The Concept of Positive Law and Its Relationship to Religion and Morality

Can the concept of law be extended to other times and places in which the concept as understood in most countries and societies today—as a system of norms centred on a nation state, based on a constitution, formulated through codified legislation and judicial precedents, administered by lawmakers for its inception and judges for its implementation—simply did not exist? My contention is that such an extension is, at best, useless and, at worst, misleading. Producing an intelligible jurisprudence of the concept of law means keeping it within the reasonable boundaries of what is ordinarily understood by both lay and professional people when practising ‘the’ law. Developing a socio-historical jurisprudence of law, as distinct from other normativities, entails a threefold analysis: conceptual, historical, and praxiological. Following the ground broken by analytical philosopher Ludwig Wittgenstein, conceptual analysis engages in the exposition of the grammar through which concepts acquire their signification and are meaningfully used.
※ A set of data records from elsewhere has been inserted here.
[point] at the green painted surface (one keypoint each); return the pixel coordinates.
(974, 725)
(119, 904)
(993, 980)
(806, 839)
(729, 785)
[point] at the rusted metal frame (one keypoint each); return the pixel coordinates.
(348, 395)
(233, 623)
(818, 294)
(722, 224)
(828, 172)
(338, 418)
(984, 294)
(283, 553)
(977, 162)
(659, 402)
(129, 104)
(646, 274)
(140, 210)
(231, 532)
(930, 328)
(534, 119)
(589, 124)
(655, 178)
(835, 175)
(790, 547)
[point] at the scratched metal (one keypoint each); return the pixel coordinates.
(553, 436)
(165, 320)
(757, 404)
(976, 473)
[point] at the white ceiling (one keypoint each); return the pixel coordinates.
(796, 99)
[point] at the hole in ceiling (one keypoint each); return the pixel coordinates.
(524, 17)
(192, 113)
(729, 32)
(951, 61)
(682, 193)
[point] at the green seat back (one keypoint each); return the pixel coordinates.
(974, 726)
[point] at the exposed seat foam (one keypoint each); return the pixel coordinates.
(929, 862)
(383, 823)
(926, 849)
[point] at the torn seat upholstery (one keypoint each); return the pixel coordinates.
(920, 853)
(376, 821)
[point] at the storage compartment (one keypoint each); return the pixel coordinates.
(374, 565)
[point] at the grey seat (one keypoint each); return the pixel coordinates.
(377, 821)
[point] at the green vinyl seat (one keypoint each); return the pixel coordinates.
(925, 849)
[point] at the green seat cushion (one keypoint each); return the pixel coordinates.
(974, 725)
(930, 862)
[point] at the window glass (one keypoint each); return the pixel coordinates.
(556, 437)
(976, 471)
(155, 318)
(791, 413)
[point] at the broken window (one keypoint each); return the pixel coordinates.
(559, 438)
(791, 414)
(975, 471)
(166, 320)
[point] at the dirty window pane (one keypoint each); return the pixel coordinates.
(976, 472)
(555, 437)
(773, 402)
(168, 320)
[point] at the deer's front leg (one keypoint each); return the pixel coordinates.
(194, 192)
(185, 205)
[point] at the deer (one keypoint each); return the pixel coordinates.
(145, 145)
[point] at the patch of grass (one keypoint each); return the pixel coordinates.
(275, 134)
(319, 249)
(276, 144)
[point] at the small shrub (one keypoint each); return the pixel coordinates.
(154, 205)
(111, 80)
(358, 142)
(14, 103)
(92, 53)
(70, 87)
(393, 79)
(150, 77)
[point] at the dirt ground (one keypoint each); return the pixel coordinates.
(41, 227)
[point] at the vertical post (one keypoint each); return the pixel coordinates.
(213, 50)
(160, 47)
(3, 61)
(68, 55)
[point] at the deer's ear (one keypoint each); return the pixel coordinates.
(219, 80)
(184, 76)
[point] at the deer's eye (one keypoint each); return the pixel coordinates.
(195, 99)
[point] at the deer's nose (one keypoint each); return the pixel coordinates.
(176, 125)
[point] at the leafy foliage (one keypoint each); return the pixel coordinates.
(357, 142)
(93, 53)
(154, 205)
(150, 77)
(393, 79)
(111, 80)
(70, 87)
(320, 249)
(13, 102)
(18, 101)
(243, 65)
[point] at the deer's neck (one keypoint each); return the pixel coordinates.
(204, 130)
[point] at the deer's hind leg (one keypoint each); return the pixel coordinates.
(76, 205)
In a manner inspired by philosopher of science Ian Hacking and by historian Reinhart Koselleck, historical analysis emphasizes the description of the birth, development, and use of concepts. Drawing on the work of sociologist Harold Garfinkel, praxiological analysis describes the practical methods used by people to make sense of their environment, to produce their local order, and to act accordingly. The three approaches converge in their insistence on adopting the endogenous/indigenous perspective towards social life and its production.